As Trinity College Cambridge divests, UK council pensions still hold £10bn in fossil fuels
Freedom of information requests by environmental campaigners have revealed that UK local government pensions held almost £10bn in fossil fuel companies last year, despite the trend towards climate emergency declarations.
The results of the requests, which pertained to investments held in the 2019/20 financial year, have been published today (23 February) by Friends of the Earth and Platform in the form of a report.
The organisations sent requests to 98 local authorities and 85 provided information. Collectively, these 85 councils held £9.9bn of investments in fossil fuels through their pension schemes – the equivalent of £1,450 for each person accessing a local government pension scheme in the UK.

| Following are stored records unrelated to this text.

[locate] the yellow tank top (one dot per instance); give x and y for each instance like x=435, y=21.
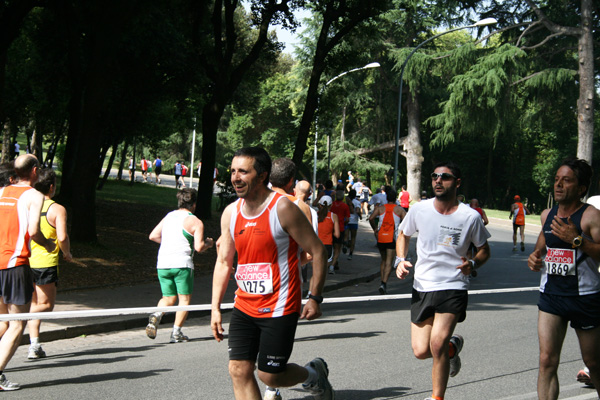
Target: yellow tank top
x=40, y=258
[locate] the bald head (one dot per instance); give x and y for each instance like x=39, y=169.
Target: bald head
x=303, y=190
x=26, y=167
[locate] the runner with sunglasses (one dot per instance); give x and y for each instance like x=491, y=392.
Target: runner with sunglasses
x=439, y=297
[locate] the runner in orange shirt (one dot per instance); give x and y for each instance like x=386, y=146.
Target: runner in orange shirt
x=517, y=213
x=266, y=230
x=390, y=215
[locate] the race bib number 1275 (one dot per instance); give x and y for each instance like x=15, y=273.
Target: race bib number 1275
x=560, y=262
x=255, y=278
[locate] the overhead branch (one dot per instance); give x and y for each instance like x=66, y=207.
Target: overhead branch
x=526, y=78
x=546, y=40
x=486, y=37
x=550, y=25
x=527, y=30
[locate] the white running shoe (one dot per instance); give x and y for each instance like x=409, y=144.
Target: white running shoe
x=152, y=327
x=36, y=352
x=272, y=394
x=5, y=384
x=321, y=389
x=583, y=376
x=455, y=363
x=178, y=337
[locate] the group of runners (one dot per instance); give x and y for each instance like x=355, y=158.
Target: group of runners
x=272, y=235
x=268, y=296
x=28, y=274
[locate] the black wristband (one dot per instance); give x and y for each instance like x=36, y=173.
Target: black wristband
x=318, y=299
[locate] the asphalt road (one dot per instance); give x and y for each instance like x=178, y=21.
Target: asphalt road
x=366, y=344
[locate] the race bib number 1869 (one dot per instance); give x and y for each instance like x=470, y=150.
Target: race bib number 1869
x=560, y=262
x=255, y=278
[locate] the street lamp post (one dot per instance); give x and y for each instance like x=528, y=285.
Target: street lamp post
x=483, y=22
x=370, y=65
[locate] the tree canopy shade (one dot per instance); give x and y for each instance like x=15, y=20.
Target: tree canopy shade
x=135, y=75
x=337, y=19
x=557, y=34
x=226, y=50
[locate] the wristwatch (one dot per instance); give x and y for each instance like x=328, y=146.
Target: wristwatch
x=318, y=299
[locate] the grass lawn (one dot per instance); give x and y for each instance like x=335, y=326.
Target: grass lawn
x=141, y=193
x=123, y=254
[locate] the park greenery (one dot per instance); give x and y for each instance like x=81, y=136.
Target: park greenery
x=87, y=84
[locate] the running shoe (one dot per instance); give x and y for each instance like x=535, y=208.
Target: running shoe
x=178, y=337
x=455, y=363
x=5, y=384
x=272, y=394
x=321, y=389
x=153, y=322
x=583, y=376
x=36, y=352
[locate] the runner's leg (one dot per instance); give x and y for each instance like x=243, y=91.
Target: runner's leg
x=551, y=331
x=589, y=342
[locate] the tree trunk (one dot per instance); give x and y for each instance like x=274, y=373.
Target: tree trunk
x=6, y=148
x=211, y=116
x=413, y=150
x=123, y=160
x=109, y=166
x=585, y=104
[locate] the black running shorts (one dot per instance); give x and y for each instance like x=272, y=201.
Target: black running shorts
x=16, y=285
x=44, y=276
x=386, y=246
x=582, y=311
x=329, y=249
x=271, y=339
x=425, y=305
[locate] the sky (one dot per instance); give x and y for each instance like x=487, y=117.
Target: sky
x=291, y=38
x=285, y=36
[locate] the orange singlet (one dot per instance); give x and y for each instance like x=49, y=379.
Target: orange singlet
x=326, y=229
x=14, y=237
x=388, y=222
x=268, y=271
x=519, y=218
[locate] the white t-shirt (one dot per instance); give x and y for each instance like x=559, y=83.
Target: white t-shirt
x=443, y=240
x=176, y=245
x=354, y=216
x=379, y=198
x=595, y=201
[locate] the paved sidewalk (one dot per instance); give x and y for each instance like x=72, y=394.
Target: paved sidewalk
x=363, y=267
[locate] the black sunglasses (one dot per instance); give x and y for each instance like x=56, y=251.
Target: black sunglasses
x=444, y=175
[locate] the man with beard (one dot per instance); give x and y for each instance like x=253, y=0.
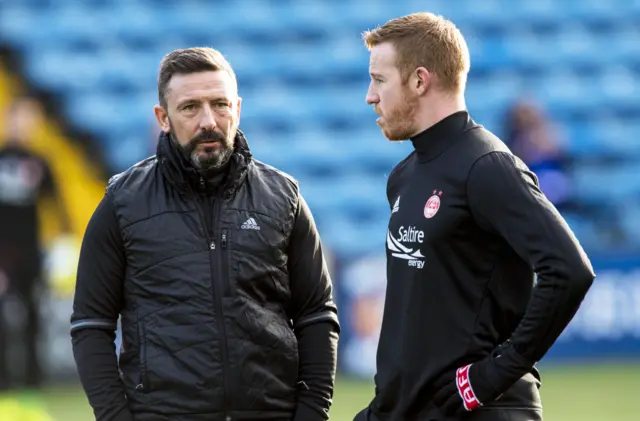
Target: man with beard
x=464, y=321
x=213, y=262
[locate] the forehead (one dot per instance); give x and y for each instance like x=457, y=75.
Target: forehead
x=201, y=85
x=382, y=57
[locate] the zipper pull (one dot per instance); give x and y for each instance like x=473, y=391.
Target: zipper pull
x=224, y=239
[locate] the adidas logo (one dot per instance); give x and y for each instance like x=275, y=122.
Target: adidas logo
x=250, y=224
x=396, y=206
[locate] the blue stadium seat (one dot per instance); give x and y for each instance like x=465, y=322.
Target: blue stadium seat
x=303, y=74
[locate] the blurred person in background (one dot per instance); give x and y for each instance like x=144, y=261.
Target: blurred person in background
x=25, y=179
x=534, y=139
x=215, y=265
x=464, y=320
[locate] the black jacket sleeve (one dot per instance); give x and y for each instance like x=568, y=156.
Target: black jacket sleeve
x=314, y=316
x=505, y=198
x=97, y=303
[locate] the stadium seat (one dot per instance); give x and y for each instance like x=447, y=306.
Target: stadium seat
x=302, y=70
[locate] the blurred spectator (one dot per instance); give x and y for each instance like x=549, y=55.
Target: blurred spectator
x=535, y=140
x=25, y=178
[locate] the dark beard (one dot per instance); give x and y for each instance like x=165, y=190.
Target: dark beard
x=209, y=161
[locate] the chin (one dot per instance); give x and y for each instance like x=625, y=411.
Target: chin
x=396, y=136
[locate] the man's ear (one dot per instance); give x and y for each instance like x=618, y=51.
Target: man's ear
x=239, y=108
x=163, y=118
x=422, y=80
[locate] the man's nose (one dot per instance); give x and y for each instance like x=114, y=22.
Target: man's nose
x=207, y=119
x=372, y=98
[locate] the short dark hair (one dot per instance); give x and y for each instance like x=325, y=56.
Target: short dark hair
x=190, y=60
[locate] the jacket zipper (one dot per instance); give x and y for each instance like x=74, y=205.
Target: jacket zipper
x=144, y=386
x=215, y=260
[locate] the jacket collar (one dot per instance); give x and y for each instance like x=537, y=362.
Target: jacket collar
x=433, y=141
x=186, y=178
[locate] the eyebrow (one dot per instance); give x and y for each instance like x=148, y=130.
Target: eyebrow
x=198, y=100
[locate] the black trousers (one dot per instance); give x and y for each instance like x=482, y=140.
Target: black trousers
x=484, y=414
x=21, y=290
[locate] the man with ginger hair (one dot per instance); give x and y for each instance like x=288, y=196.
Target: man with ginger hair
x=465, y=320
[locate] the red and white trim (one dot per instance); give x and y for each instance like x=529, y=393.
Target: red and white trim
x=465, y=390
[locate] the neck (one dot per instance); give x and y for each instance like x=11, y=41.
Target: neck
x=447, y=104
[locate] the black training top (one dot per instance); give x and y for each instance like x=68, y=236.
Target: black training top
x=469, y=228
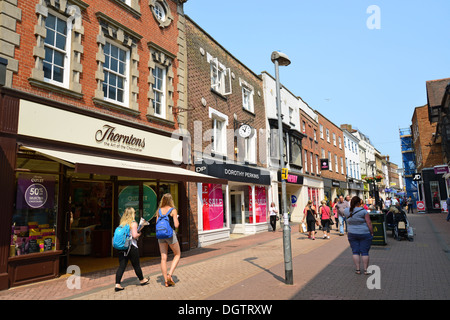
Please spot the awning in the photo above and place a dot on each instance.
(123, 168)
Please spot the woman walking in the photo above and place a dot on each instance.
(360, 233)
(325, 213)
(166, 207)
(133, 253)
(273, 216)
(309, 213)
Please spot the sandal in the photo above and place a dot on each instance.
(170, 282)
(145, 283)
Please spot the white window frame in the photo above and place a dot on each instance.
(217, 117)
(162, 91)
(219, 75)
(250, 148)
(126, 93)
(67, 52)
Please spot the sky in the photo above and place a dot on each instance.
(371, 78)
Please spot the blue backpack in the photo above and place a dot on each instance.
(122, 236)
(163, 228)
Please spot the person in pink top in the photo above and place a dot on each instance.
(325, 214)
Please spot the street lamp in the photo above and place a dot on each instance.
(280, 59)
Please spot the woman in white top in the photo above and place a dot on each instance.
(273, 216)
(128, 218)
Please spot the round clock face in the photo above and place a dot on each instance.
(245, 131)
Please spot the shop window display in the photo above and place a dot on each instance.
(34, 219)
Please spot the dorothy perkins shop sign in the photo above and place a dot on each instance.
(110, 137)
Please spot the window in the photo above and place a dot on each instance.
(296, 151)
(115, 69)
(330, 161)
(159, 89)
(220, 77)
(218, 138)
(336, 165)
(57, 51)
(317, 165)
(250, 148)
(435, 194)
(247, 98)
(159, 11)
(306, 161)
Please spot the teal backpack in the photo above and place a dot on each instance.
(163, 228)
(122, 238)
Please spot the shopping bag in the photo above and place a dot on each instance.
(303, 228)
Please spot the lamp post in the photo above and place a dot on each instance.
(280, 59)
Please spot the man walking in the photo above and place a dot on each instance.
(341, 205)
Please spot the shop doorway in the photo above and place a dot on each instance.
(237, 207)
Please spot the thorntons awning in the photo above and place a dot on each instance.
(116, 167)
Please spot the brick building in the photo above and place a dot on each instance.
(91, 96)
(332, 155)
(226, 122)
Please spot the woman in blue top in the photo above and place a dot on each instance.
(360, 233)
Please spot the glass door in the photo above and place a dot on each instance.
(237, 207)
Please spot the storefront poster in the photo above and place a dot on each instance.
(35, 192)
(129, 198)
(212, 206)
(261, 204)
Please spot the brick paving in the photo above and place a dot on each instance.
(252, 268)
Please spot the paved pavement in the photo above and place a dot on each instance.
(252, 268)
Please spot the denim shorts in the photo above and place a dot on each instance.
(360, 243)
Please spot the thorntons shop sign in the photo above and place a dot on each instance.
(110, 138)
(53, 124)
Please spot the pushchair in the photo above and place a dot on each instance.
(397, 221)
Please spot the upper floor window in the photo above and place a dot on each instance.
(115, 69)
(57, 50)
(247, 98)
(159, 89)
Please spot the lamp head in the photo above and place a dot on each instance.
(283, 59)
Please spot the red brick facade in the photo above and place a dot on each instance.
(327, 146)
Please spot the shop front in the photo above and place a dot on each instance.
(67, 176)
(239, 207)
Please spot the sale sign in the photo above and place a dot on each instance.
(35, 192)
(421, 206)
(212, 206)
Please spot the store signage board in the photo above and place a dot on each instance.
(45, 122)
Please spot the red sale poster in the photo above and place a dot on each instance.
(212, 206)
(261, 204)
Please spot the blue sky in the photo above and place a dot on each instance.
(372, 79)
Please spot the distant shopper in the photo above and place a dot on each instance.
(410, 205)
(448, 208)
(309, 213)
(341, 205)
(360, 233)
(133, 253)
(166, 207)
(325, 214)
(273, 212)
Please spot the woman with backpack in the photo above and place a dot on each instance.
(167, 213)
(132, 254)
(360, 233)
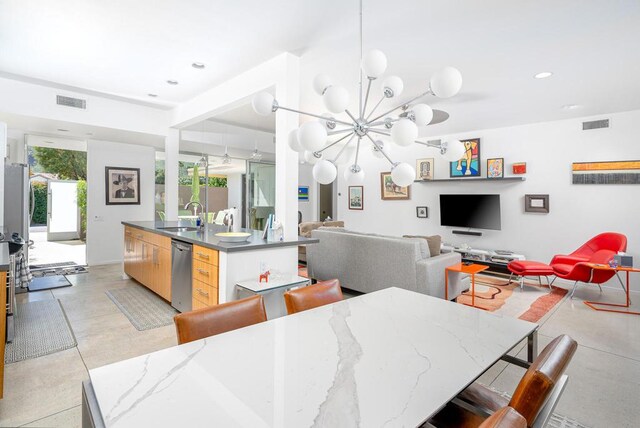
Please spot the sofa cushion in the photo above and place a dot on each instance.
(434, 242)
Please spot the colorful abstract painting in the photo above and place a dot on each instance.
(303, 193)
(469, 164)
(616, 172)
(495, 168)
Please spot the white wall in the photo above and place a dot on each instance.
(308, 209)
(234, 186)
(105, 238)
(3, 148)
(577, 212)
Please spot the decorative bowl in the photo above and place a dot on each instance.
(233, 236)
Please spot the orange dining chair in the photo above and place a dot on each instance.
(218, 319)
(312, 296)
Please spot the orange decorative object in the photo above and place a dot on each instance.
(593, 305)
(520, 168)
(265, 276)
(471, 270)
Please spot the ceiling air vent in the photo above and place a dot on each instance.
(595, 124)
(71, 102)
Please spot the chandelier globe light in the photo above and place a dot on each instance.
(312, 139)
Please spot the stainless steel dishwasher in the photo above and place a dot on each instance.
(181, 275)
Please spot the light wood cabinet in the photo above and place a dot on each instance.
(147, 259)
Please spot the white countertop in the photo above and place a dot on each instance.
(274, 282)
(389, 358)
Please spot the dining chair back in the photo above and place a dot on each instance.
(312, 296)
(218, 319)
(506, 417)
(538, 382)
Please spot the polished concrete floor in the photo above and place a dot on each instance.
(604, 376)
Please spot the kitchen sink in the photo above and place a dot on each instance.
(179, 229)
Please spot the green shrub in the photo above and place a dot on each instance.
(40, 208)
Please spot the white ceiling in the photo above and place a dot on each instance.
(130, 49)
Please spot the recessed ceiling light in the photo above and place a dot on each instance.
(543, 75)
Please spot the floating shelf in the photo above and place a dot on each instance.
(466, 180)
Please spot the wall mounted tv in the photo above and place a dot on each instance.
(472, 211)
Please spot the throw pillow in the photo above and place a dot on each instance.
(433, 242)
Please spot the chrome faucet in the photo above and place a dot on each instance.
(195, 209)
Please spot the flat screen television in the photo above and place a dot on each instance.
(472, 211)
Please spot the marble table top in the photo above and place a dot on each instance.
(390, 358)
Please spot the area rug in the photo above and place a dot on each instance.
(52, 269)
(41, 329)
(144, 309)
(48, 282)
(501, 296)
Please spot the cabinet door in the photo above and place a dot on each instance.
(162, 273)
(129, 254)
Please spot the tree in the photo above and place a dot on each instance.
(67, 164)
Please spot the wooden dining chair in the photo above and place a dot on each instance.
(530, 395)
(506, 417)
(218, 319)
(312, 296)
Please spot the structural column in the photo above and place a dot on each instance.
(171, 152)
(287, 94)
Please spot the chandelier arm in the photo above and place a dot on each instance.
(375, 107)
(402, 105)
(343, 148)
(380, 150)
(340, 131)
(341, 122)
(382, 122)
(351, 116)
(366, 99)
(435, 143)
(381, 132)
(333, 144)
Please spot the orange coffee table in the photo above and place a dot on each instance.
(472, 270)
(628, 270)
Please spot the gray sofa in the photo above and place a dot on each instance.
(368, 262)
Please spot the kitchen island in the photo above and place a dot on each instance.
(216, 266)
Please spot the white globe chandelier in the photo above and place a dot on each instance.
(312, 138)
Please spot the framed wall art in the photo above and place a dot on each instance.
(122, 185)
(469, 164)
(389, 191)
(536, 204)
(356, 197)
(424, 169)
(495, 168)
(303, 193)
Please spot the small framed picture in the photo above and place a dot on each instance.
(520, 168)
(389, 191)
(495, 168)
(122, 186)
(303, 193)
(424, 169)
(356, 197)
(536, 204)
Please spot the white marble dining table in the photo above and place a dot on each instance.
(391, 358)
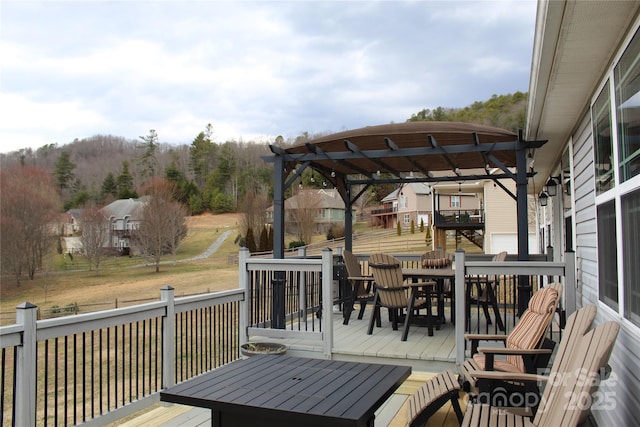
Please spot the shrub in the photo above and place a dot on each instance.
(296, 244)
(335, 232)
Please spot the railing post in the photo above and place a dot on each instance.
(26, 366)
(327, 301)
(168, 338)
(460, 305)
(570, 282)
(243, 275)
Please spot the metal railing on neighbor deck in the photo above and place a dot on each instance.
(98, 367)
(289, 298)
(516, 281)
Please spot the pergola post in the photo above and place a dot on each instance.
(522, 209)
(278, 206)
(348, 221)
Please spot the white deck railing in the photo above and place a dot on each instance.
(122, 341)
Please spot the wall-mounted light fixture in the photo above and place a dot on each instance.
(543, 198)
(551, 187)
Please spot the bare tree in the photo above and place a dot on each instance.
(253, 211)
(304, 210)
(95, 233)
(163, 225)
(29, 205)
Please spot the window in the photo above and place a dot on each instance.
(607, 254)
(601, 119)
(617, 173)
(627, 75)
(630, 233)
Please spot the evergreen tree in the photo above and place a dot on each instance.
(264, 240)
(202, 154)
(64, 171)
(148, 159)
(124, 183)
(109, 187)
(250, 241)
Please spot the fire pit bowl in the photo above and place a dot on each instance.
(253, 348)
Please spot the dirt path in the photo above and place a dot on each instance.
(99, 293)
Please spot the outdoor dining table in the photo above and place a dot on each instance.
(277, 390)
(439, 275)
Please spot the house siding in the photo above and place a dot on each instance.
(619, 396)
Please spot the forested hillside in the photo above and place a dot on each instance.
(210, 175)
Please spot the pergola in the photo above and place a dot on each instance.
(425, 151)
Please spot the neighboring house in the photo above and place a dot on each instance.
(584, 98)
(328, 204)
(75, 220)
(479, 211)
(124, 218)
(72, 245)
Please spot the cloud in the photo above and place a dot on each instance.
(254, 69)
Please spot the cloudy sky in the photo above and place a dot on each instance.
(253, 69)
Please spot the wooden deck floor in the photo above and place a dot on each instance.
(392, 414)
(426, 355)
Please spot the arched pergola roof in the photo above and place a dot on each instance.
(425, 148)
(405, 152)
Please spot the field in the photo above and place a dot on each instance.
(131, 284)
(70, 287)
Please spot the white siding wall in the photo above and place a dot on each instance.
(619, 397)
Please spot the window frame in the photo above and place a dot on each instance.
(619, 191)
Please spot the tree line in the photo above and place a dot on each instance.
(203, 176)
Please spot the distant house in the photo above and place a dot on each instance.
(477, 211)
(124, 218)
(328, 204)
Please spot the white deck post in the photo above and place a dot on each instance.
(26, 366)
(460, 306)
(168, 338)
(327, 301)
(243, 275)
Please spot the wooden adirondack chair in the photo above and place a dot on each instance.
(563, 402)
(523, 346)
(444, 387)
(492, 388)
(482, 291)
(361, 285)
(392, 293)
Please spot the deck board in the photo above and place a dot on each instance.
(427, 355)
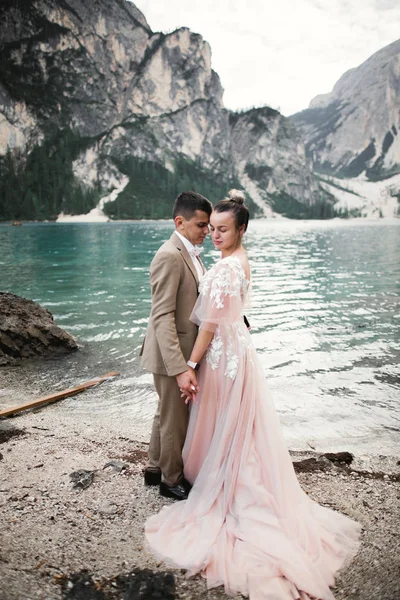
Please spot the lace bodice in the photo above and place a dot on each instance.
(219, 308)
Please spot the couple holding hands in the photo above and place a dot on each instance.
(216, 443)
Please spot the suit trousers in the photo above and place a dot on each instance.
(169, 430)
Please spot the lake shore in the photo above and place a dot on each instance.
(52, 530)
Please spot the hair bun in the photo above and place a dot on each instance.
(236, 196)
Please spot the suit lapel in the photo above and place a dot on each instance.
(185, 255)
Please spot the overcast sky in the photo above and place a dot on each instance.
(280, 52)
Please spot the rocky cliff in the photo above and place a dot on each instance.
(355, 128)
(92, 100)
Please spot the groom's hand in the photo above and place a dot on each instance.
(187, 383)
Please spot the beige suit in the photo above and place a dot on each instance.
(169, 340)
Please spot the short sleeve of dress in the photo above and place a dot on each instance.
(221, 296)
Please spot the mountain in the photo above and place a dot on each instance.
(355, 128)
(97, 110)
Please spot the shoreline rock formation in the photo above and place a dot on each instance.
(28, 330)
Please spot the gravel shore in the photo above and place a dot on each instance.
(53, 531)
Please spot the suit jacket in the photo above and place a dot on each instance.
(170, 335)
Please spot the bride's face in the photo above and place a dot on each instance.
(224, 234)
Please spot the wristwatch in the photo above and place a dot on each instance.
(195, 366)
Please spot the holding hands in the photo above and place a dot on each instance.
(187, 383)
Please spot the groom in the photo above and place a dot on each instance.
(174, 276)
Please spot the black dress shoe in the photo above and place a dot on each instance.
(177, 491)
(152, 477)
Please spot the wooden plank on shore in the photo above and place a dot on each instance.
(58, 395)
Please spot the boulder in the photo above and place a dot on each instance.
(27, 330)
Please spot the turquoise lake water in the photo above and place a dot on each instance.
(325, 312)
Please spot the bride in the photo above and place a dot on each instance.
(246, 524)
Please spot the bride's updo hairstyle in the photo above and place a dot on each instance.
(235, 204)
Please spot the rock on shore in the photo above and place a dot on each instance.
(27, 329)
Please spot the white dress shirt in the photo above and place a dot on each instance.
(189, 246)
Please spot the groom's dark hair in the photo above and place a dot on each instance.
(187, 203)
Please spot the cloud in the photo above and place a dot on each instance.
(282, 54)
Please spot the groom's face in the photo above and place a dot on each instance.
(194, 229)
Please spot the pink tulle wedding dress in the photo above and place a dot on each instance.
(247, 524)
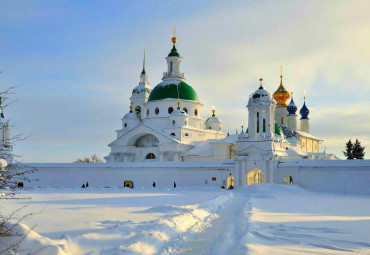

Councils representing Greater Manchester, the West Midlands and Strathclyde are named in the report as the three local authority pension funds with the largest investments in fossil fuels. Collectively, they represent 20% of the investments analysed in the report. In terms of the highest percentage of their respective assets invested, the top three areas represented are Teesside, Dyfed and Dorset. Edie has reached out to these local authorities for comment.
As for the fossil fuel firms financed, BP, Royal Dutch Shell and BHP account for 40% of all direct investments.
The report does praise the many local authorities that have either already divested fully from fossil fuels or have public commitments to do so. The likes of Southwark, Islington, Lambeth, Waltham Forest, and Cardiff councils have made this commitment.
But, ultimately, it urges the rest of the UK’s local authorities to follow suit – particularly if they have made a climate emergency declaration, as three in four have.
“Declaring a climate emergency may garner good headlines but too often it seems to stop there,” Friends of the Earth divestment campaigner Rianna Gargiulo said.
“Councils can’t make a bold claim about saving the planet while continuing to invest in fossil fuels. Local authorities have the power and duty to ensure local workers not only have a pension for their retirement, but also a future worth retiring into.
“Instead of stubbornly sticking with old systems of investment that worsen climate breakdown, councils should invest in renewable energy and social housing. These are the areas that benefit communities and households and are a better investment in every sense.”
Responding to the report, a spokesperson for Strathclyde Pension Fund said: “Strathclyde Pension Fund recognises the climate emergency and it is clear that, in addition to the obvious risks it presents for everyone on the planet, it presents specific risks for investors. The Fund also believes the global transition to a low-carbon economy is essential – and that includes the de-carbonisation of its own investments.
“Historically, though, the fund has felt that divestment is a blunt tool in terms of securing that transition to a low carbon economy and not on its own radical enough to have a meaningful impact on the climate emergency. Instead, it has preferred to be an activist investor – pushing for improvements on everything from carbon disclosure and lowering emissions, while committing hundreds of millions of pounds into a range of renewable energy projects.
“However, the fund is currently refreshing and further developing its Climate Change Strategy, including consideration of a net-zero objective. That process will also include consideration of future investment strategy – with input from the fund’s Board and Committee.”
A spokesperson for Dorset County Council said that the authority has "undertaken a major strategic review of its investment strategy and, in September 2020, agreed on a new decarbonisation strategy.
Cllr Andy Canning, Chair of the Dorset County Pension Fund, said: “We are fully supportive of the declaration of a climate emergency and have made changes that will deliver significant reductions in our carbon footprint. Our intention is to substantially reduce our carbon footprint without sacrificing returns."
Trinity College Cambridge
The news from Friends of the Earth and Platform comes shortly after the University of Cambridge’s Trinity College made a commitment to fully divest from fossil fuels over the next five to ten years.
Students and green groups have been campaigning for such a move for several years now. The College is the richest across Oxbridge with a total endowment of £1.3bn.
Trinity College made the announcement as part of a new commitment to achieve net-zero before the national 2050 deadline. It will remove all direct investments in fossil fuels by the end of the year, then turn its focus to indirect investments. It estimates that this process will take between five and ten years.
In a statement, the College said it will accelerate action to reduce emissions from other investments as it works on the divestment, which will move around 1% of its investments. Notably, 60% of its endowment is invested in property.
"We now have an ambitious plan to achieve net-zero before 2050, which, while challenging, given the nature of the endowment's portfolio, is achievable and consistent with the College's income growth objectives," Trinity’s senior bursar Richard Turnill said. "We will move rapidly where we can, starting with divestment from all fossil fuel exposure in our public equities this year.”
The UK Government has continually prioritised engagement over divestment when it comes to legislating for investors to align with the national net-zero target. The recently-approved Pensions Bill stops short of divestment requirements. Its main climate provision is a new mandate requiring large pension schemes to disclose the climate-related risks posed to assets in their portfolios by the end of 2022, in line with the recommendations of the Taskforce on Climate-related Financial Disclosures (TCFD).